I’d never thought of boiling the mix regularly over a several day period, and will try that next time!

6

Neville Morley 12.15.23 at 7:28 am

I do like dark, vintage-style marmalade, so have always used molasses and dark Demerara sugar – I need to try treacle. This has also been my most consistent prize-winner at the local show, whereas lighter marmalades with a bit of lemon, while delicious, tend to get a third prize at best.

7

Ken_L 12.15.23 at 7:43 am

My favorite marmalade recipe is basically put some surplus citrus through the blender until it’s in small pieces, add an equal quantity of sugar, add some water if it looks too dry, and boil until it looks like jam.

8

Trader Joe 12.15.23 at 11:43 am

Thanks for the amusing story and enjoy the creation.

It reminded me of my first encounter with Sevilla oranges. Is was in Sevilla, Spain nearly 40 years ago with my parents at Christmas time. In the town the famous orange trees are ubiquitous – not lining every street, but many. That time of the year every tree was in fruit.

As a teenager full of energy I thought – dude, free oranges!

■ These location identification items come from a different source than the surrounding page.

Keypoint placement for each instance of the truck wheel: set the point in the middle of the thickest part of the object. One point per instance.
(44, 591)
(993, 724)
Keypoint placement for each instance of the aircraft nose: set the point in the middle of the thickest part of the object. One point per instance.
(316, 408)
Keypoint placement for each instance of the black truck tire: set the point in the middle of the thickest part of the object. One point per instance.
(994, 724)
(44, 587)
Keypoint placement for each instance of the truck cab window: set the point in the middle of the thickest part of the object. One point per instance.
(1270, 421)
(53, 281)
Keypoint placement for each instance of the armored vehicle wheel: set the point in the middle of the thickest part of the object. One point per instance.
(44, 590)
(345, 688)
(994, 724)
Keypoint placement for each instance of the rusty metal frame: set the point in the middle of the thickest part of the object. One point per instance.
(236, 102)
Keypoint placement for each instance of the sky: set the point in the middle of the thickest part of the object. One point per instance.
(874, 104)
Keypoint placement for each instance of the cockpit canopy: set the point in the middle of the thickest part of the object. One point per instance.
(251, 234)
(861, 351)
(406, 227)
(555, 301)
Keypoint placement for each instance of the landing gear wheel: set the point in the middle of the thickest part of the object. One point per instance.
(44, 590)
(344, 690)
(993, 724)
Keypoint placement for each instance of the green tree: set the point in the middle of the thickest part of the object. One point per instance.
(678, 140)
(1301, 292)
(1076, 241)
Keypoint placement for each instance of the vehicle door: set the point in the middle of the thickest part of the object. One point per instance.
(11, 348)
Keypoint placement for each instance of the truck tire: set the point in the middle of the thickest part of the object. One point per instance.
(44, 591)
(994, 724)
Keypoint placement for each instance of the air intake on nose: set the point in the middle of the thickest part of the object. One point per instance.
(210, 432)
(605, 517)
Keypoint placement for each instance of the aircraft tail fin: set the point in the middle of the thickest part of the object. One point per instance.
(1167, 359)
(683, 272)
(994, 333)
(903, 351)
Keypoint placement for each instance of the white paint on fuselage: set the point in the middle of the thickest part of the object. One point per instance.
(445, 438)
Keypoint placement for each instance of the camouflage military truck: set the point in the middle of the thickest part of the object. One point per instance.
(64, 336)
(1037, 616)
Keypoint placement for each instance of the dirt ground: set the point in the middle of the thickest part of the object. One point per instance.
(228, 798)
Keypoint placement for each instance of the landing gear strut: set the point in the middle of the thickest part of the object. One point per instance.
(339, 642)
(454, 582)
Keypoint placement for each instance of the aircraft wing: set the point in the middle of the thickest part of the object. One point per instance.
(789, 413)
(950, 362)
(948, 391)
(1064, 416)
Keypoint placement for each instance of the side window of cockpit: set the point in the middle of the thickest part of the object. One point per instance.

I found a likely tree and jumped as high as my then about 5’5″ frame could manage and barely managed to snag the literally lowest hanging fruit. Later that afternoon during a break I peeled my prize and proceeded to bite into the single most bitter thing I’ve ingested before or since.

I described as tasting like battery acid but I’m sure that’s unfair to batteries. Just writing about it has brought the taste back to mind – I think I’ll eat a Snickers Bar to get rid of it.

Moral – there’s no such thing as ‘free’ fruit.

9

Tim Worstall 12.17.23 at 11:41 am

One of the little oddities is that here in the Algarve we’re surrounded by orange trees – from great farms of them to just one or more in overgrown gardens of abandoned rural cottages. But it’s near impossible to buy marmalade (marmelada is something entirely different, made from quinces). Even though Seville is only a couple of hundred km away they’re the wrong type of oranges here (sweet, derived from Goa). It is possible to buy a doce, an orange jam, but doce amarga (ie, bitter jam) is a rarity. It’s just not a standard part of what is commercially produced.

Of course, with the number of expats here there are imports of Dundee’s finest and so on. But it’s just one of those little things that amuses, surrounded by orange plantations and yet no marmalade.